Once we have determined that there are no defects on title and all inspection concerns have been resolved, it is time to order an appraisal. An appraisal is an estimate of the value of a property, made by a qualified professional called an appraiser. An appraisal of the property you’re going to purchase is as important as your credit history in obtaining a mortgage, and it is also a critical factor in determining the size of the loan the bank or Mortgage Company will approve. After all, the property you are purchasing serves as collateral for the loan. Although the primary goal of the appraisal is to justify the lender’s investment, it also protects you from overpaying. The lender usually hires the appraiser and charges the buyer a fee for the service. You will be refused a mortgage, or offered a smaller amount on the mortgage, if the appraisal falls short of the amount you wish to borrow. Your contract will be contingent on whether the property’s appraisal comes in at or above the purchase price you and the seller have agreed upon.
In the recession market, it is difficult to get an accurate in a declining market. The forclosures controlling the market also have a bearing on the appraisals. Talk to your lender and agent today.
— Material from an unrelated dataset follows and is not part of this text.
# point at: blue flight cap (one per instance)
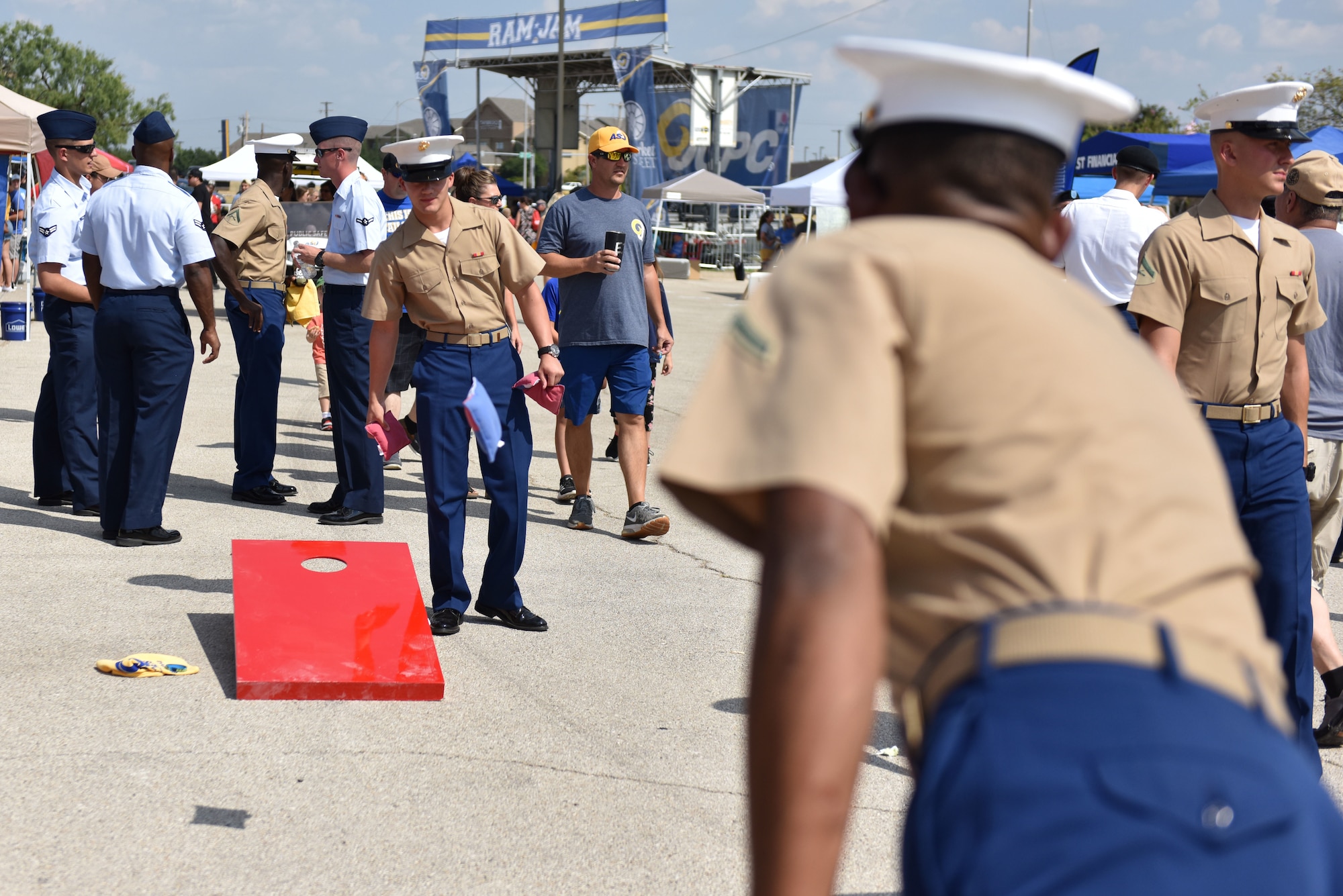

If possible, you will want to complete your home inspection prior to ordering the appraisal. There is no sense in paying an appraisal fee if issues resulting from the inspection cause the contract to be terminated. We will negotiate any major repairs such as a roof or furnace prior to ordering the appraisal. If we just have some small repair concerns, we will order the appraisal the day that we finish inspections and negotiate repairs after we have a VC (Valuation and Conditions) sheet.